Since I’d failed to speak to General Donovan at the party I was at a loss to know what to do for Rachel next. ‘Can you help us?’ she’d written. I felt hopeless and helpless.
Finally I fell asleep. It’s not surprising that a haunting dream disturbed my rest. In the dream I searched a frozen landscape strewn with corpses, inspired I’m sure by the pictures I’d seen in
Life
magazine. Of course I was looking for the remains of Rachel and Claude, turning over the bodies of every woman and child I saw. There were so many of them. And I wasn’t alone. Phoebe and Eleanor Roosevelt, holding hands and accompanied by Fala, sought their sons. I saw Clark Gable, in an Army Air Corps uniform, carrying a shovel, hunting for his wife’s grave. None of us found what we were looking for, and at last the dream dissolved into a new day.
It was a little after ten o’clock Thursday morning when Barbara snapped. I was longing for my coffee break, since I’d gotten so little sleep the night before. Ruth was loading files onto her file cart. Betty was typing yet another report, single-spaced, with nine sheets of carbon paper squeezed between ten sheets of typing paper.

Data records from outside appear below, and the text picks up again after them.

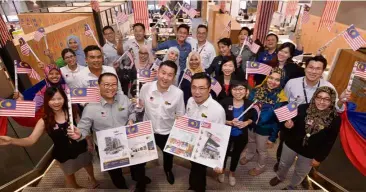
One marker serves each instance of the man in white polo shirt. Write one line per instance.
(202, 46)
(163, 102)
(201, 106)
(88, 76)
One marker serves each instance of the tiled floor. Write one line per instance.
(54, 181)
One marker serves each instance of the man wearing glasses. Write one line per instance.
(88, 76)
(114, 110)
(201, 106)
(302, 89)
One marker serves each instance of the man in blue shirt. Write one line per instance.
(183, 46)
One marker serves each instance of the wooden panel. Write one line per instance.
(313, 40)
(56, 38)
(30, 22)
(341, 72)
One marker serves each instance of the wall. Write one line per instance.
(30, 22)
(313, 40)
(56, 38)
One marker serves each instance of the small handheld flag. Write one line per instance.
(286, 112)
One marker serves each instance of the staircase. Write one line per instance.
(53, 181)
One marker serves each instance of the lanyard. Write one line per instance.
(303, 88)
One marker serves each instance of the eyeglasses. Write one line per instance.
(108, 86)
(323, 100)
(199, 89)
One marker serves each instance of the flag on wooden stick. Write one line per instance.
(329, 14)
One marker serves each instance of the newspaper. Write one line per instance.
(199, 141)
(127, 145)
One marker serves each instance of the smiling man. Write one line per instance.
(89, 75)
(163, 102)
(183, 46)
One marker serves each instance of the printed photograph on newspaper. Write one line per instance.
(199, 141)
(126, 146)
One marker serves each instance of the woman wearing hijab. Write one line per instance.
(173, 55)
(271, 96)
(311, 136)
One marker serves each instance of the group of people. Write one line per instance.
(309, 136)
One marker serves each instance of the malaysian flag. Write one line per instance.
(168, 16)
(257, 107)
(141, 13)
(291, 8)
(24, 47)
(4, 33)
(88, 30)
(265, 10)
(286, 112)
(14, 108)
(353, 38)
(187, 75)
(187, 124)
(361, 70)
(85, 95)
(121, 17)
(329, 14)
(139, 129)
(306, 15)
(25, 68)
(156, 64)
(215, 86)
(252, 46)
(93, 83)
(145, 75)
(39, 34)
(258, 68)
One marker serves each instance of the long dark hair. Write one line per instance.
(49, 114)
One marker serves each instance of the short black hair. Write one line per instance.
(138, 25)
(185, 26)
(106, 75)
(202, 75)
(169, 64)
(91, 48)
(107, 27)
(318, 58)
(246, 29)
(272, 34)
(202, 26)
(67, 50)
(225, 41)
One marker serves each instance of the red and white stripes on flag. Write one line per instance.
(329, 14)
(141, 13)
(265, 10)
(85, 95)
(291, 8)
(121, 17)
(4, 33)
(306, 15)
(353, 38)
(139, 129)
(13, 108)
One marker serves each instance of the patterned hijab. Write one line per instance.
(200, 68)
(266, 95)
(316, 120)
(80, 56)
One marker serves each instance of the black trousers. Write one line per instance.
(237, 143)
(137, 174)
(197, 177)
(167, 157)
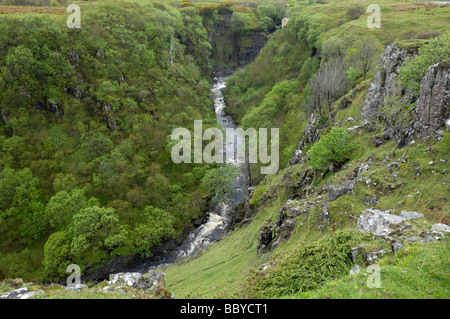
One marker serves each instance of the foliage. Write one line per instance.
(57, 254)
(21, 208)
(240, 23)
(414, 68)
(326, 86)
(63, 206)
(305, 268)
(333, 148)
(219, 182)
(84, 117)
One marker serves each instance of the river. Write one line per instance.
(218, 217)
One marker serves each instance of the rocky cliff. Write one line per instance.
(432, 106)
(431, 109)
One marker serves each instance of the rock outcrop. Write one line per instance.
(432, 106)
(385, 77)
(310, 134)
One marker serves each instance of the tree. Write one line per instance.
(219, 182)
(326, 86)
(20, 205)
(366, 55)
(63, 206)
(56, 254)
(333, 148)
(96, 227)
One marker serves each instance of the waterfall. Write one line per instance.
(216, 225)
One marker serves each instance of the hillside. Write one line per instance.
(358, 208)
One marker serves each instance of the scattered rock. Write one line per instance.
(432, 104)
(373, 256)
(355, 270)
(396, 246)
(377, 141)
(411, 215)
(336, 191)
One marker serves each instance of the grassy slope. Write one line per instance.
(219, 271)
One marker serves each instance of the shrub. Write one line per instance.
(333, 148)
(305, 268)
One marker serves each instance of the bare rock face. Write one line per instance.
(311, 134)
(384, 78)
(432, 106)
(373, 220)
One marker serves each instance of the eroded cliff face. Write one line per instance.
(431, 110)
(230, 51)
(432, 106)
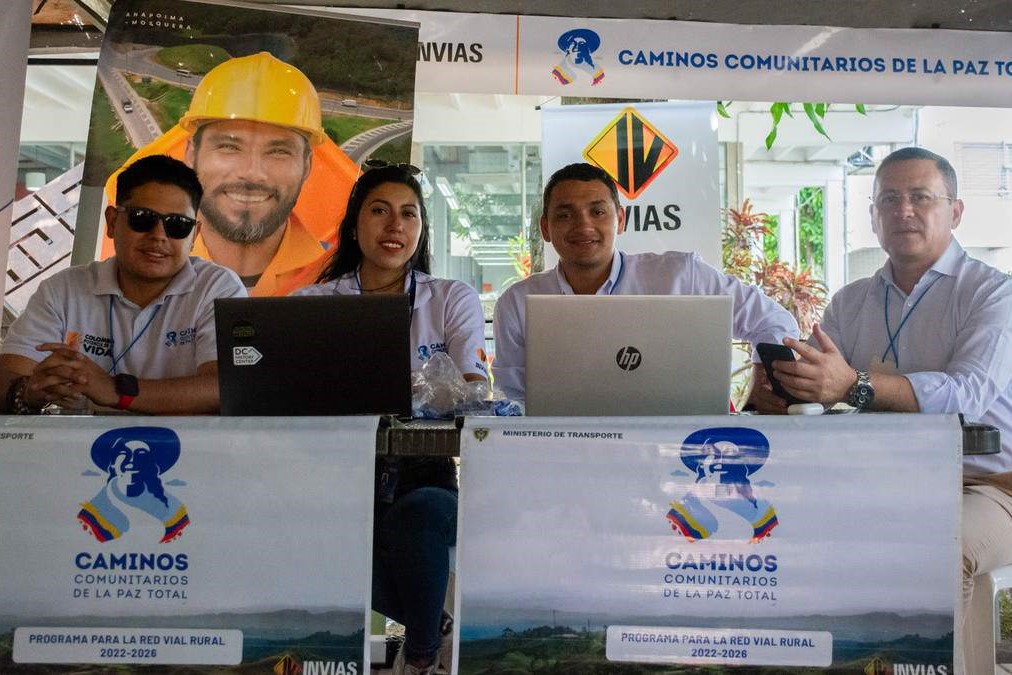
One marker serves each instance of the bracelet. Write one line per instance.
(15, 398)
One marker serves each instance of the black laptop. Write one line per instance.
(314, 355)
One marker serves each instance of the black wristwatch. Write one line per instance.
(127, 388)
(861, 393)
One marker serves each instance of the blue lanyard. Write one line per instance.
(116, 359)
(903, 322)
(618, 277)
(411, 293)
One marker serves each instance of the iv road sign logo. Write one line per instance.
(631, 151)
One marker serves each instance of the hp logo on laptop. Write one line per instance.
(628, 358)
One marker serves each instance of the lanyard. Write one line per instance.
(618, 277)
(116, 359)
(903, 322)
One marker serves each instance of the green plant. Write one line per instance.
(811, 239)
(744, 256)
(519, 250)
(816, 113)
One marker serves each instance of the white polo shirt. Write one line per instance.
(756, 318)
(954, 347)
(446, 317)
(168, 338)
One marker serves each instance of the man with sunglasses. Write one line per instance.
(930, 332)
(135, 332)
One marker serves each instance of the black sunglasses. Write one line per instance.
(144, 220)
(370, 164)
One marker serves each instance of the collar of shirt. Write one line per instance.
(609, 283)
(104, 282)
(348, 284)
(946, 265)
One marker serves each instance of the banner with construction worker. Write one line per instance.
(274, 108)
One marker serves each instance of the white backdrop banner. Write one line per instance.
(663, 158)
(14, 35)
(742, 540)
(499, 54)
(186, 540)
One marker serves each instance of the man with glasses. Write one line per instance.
(929, 332)
(137, 331)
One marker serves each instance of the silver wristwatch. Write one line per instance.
(861, 393)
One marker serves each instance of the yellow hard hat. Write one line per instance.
(258, 88)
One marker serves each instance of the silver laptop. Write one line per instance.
(628, 354)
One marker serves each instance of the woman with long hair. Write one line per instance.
(384, 248)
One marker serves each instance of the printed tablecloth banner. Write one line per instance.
(797, 542)
(663, 160)
(218, 543)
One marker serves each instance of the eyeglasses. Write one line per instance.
(144, 220)
(370, 164)
(919, 199)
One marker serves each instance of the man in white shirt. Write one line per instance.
(135, 332)
(581, 218)
(929, 332)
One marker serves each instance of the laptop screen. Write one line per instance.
(627, 354)
(314, 355)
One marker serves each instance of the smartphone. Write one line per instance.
(769, 352)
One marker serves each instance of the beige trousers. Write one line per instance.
(987, 544)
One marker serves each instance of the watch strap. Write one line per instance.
(127, 388)
(861, 392)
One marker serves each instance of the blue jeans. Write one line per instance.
(411, 565)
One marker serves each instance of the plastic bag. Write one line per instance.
(438, 391)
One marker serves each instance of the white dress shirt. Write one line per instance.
(170, 337)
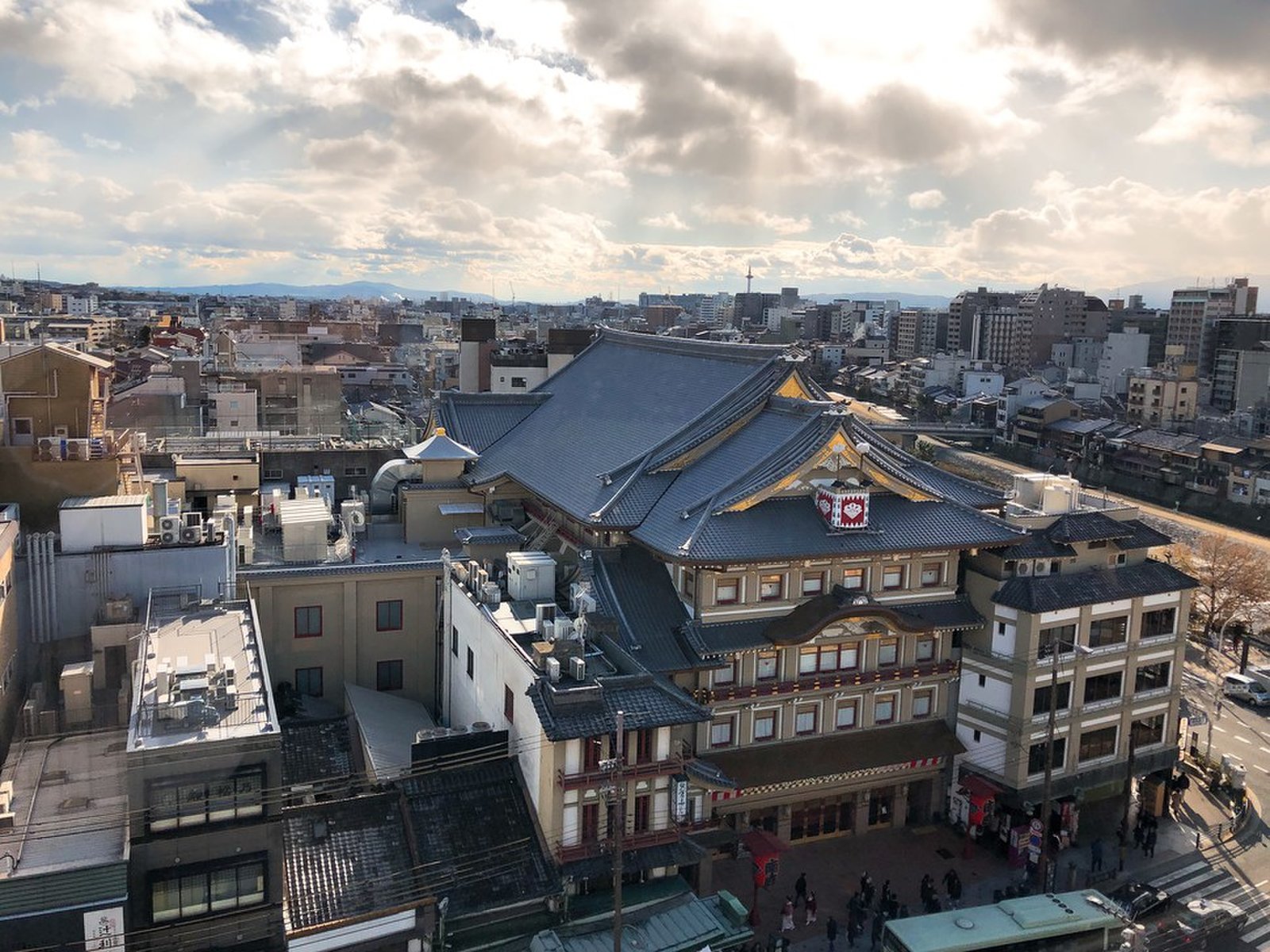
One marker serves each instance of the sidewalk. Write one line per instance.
(833, 867)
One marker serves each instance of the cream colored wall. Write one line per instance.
(349, 647)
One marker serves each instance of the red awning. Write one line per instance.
(762, 843)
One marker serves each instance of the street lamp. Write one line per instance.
(1047, 800)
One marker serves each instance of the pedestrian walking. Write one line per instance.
(787, 914)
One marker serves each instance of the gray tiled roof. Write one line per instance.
(475, 837)
(315, 752)
(645, 700)
(479, 420)
(1086, 527)
(344, 858)
(1051, 593)
(637, 589)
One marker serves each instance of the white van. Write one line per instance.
(1241, 687)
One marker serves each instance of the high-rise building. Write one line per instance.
(1194, 311)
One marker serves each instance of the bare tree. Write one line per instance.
(1232, 578)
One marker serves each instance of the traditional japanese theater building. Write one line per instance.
(764, 551)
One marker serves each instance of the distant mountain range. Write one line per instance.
(355, 289)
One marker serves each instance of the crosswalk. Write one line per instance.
(1203, 881)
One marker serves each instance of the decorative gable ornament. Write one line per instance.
(842, 507)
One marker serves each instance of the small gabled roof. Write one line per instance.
(440, 447)
(1051, 593)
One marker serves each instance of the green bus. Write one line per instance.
(1064, 922)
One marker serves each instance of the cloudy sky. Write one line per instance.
(563, 148)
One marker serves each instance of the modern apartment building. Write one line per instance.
(1080, 600)
(203, 766)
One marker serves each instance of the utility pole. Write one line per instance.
(1047, 806)
(619, 827)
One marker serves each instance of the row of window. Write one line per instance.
(825, 659)
(194, 803)
(308, 619)
(1103, 631)
(730, 589)
(192, 892)
(806, 717)
(1103, 687)
(389, 676)
(1098, 743)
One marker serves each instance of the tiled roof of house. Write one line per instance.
(315, 752)
(1051, 593)
(344, 858)
(475, 837)
(645, 700)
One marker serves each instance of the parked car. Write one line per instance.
(1241, 687)
(1141, 899)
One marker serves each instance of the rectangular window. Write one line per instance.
(1149, 730)
(197, 803)
(1161, 622)
(845, 716)
(924, 701)
(1064, 636)
(209, 890)
(1095, 744)
(765, 725)
(387, 616)
(721, 734)
(309, 682)
(1041, 698)
(1103, 687)
(1109, 631)
(643, 812)
(309, 622)
(1037, 755)
(1153, 676)
(389, 676)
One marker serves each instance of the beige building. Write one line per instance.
(1083, 601)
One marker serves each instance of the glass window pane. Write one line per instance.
(224, 889)
(251, 884)
(194, 895)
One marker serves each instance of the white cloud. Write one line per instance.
(671, 221)
(927, 200)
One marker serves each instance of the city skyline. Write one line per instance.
(550, 152)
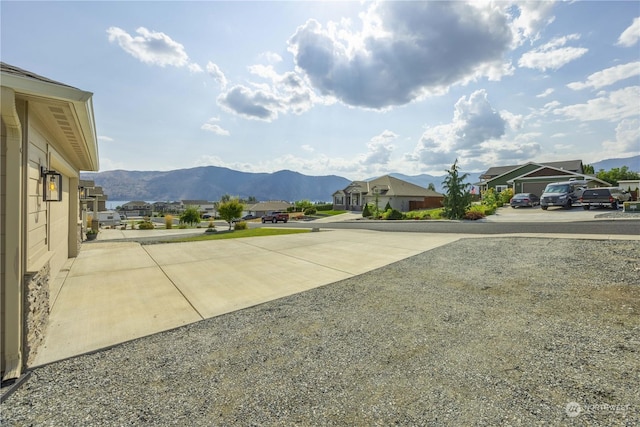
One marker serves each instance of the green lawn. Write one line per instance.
(236, 234)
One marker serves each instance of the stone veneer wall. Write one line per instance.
(36, 306)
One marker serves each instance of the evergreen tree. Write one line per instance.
(230, 210)
(457, 198)
(190, 216)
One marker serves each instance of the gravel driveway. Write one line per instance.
(498, 331)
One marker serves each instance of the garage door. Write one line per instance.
(536, 188)
(59, 229)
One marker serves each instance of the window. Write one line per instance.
(501, 188)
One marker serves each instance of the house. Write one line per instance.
(137, 208)
(401, 195)
(533, 177)
(262, 208)
(633, 185)
(203, 206)
(48, 136)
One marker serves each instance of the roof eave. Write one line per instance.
(81, 102)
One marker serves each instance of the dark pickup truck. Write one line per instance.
(603, 197)
(275, 217)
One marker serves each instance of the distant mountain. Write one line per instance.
(212, 182)
(425, 179)
(633, 163)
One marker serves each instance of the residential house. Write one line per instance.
(533, 177)
(137, 208)
(633, 185)
(167, 207)
(48, 136)
(203, 206)
(400, 195)
(92, 197)
(262, 208)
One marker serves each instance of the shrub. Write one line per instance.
(485, 210)
(240, 225)
(146, 225)
(473, 215)
(489, 198)
(505, 197)
(394, 214)
(324, 206)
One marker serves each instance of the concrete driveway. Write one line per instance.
(118, 291)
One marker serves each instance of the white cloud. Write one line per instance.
(379, 149)
(270, 57)
(283, 94)
(475, 136)
(630, 36)
(627, 140)
(613, 106)
(108, 164)
(545, 93)
(152, 47)
(214, 71)
(552, 55)
(608, 76)
(195, 68)
(531, 17)
(209, 127)
(406, 50)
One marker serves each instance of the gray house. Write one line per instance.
(401, 195)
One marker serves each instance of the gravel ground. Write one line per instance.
(498, 331)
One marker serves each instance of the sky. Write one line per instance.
(354, 89)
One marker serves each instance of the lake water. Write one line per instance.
(113, 204)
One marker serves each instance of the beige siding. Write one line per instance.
(59, 233)
(3, 180)
(36, 208)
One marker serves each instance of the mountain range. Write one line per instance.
(212, 182)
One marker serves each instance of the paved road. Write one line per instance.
(616, 227)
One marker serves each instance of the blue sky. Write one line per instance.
(356, 89)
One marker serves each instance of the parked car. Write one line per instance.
(524, 199)
(563, 194)
(275, 217)
(611, 197)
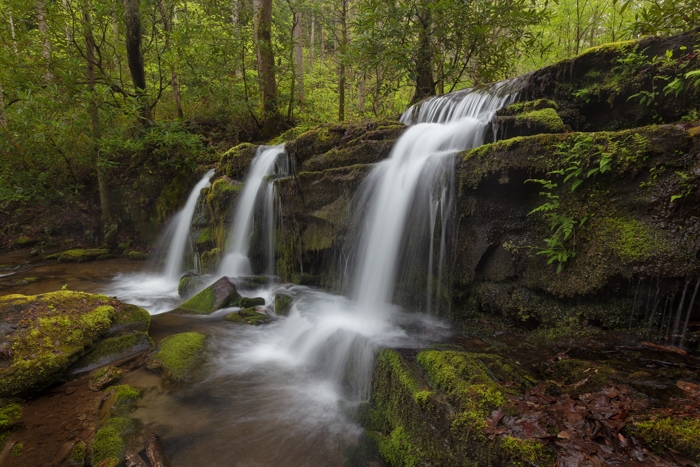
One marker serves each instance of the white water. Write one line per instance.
(235, 261)
(157, 292)
(183, 220)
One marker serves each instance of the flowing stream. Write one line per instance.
(281, 394)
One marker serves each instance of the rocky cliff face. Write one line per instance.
(584, 208)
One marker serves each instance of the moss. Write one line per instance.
(179, 354)
(9, 414)
(113, 349)
(107, 444)
(528, 106)
(611, 47)
(247, 302)
(78, 453)
(67, 323)
(546, 118)
(202, 303)
(682, 435)
(79, 256)
(136, 255)
(283, 304)
(17, 449)
(248, 316)
(633, 241)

Barbara rose from her chair, lifted her typewriter and flung it with all her strength across the room. It crashed against a wall and thudded to the floor, loose keys scattering everywhere. Betty held up her arms to fend off the airborne bail, and Ruth flinched. I got up from my seat to go to Barbara, but her expression stopped me.
‘It’s no use,’ she said. With both fists she slammed the two-foot stack of newspapers in her in-box, it teetered, then collapsed, pages slithering along the office floor.
‘There’s nothing we can do here,’ she said. ‘We can’t stop them.’ She gathered up a neat pile of newly typed and alphabetized index cards and flung them in a wide arc about the room.
Ruth spoke first.
‘Dearie,’ she began.
‘What dimwit thought all this could help win the war?’ Barbara interrupted, gesturing around the room. ‘It’s just paper. I wish I were a man. Then at least I could enlist and kill Nazis.’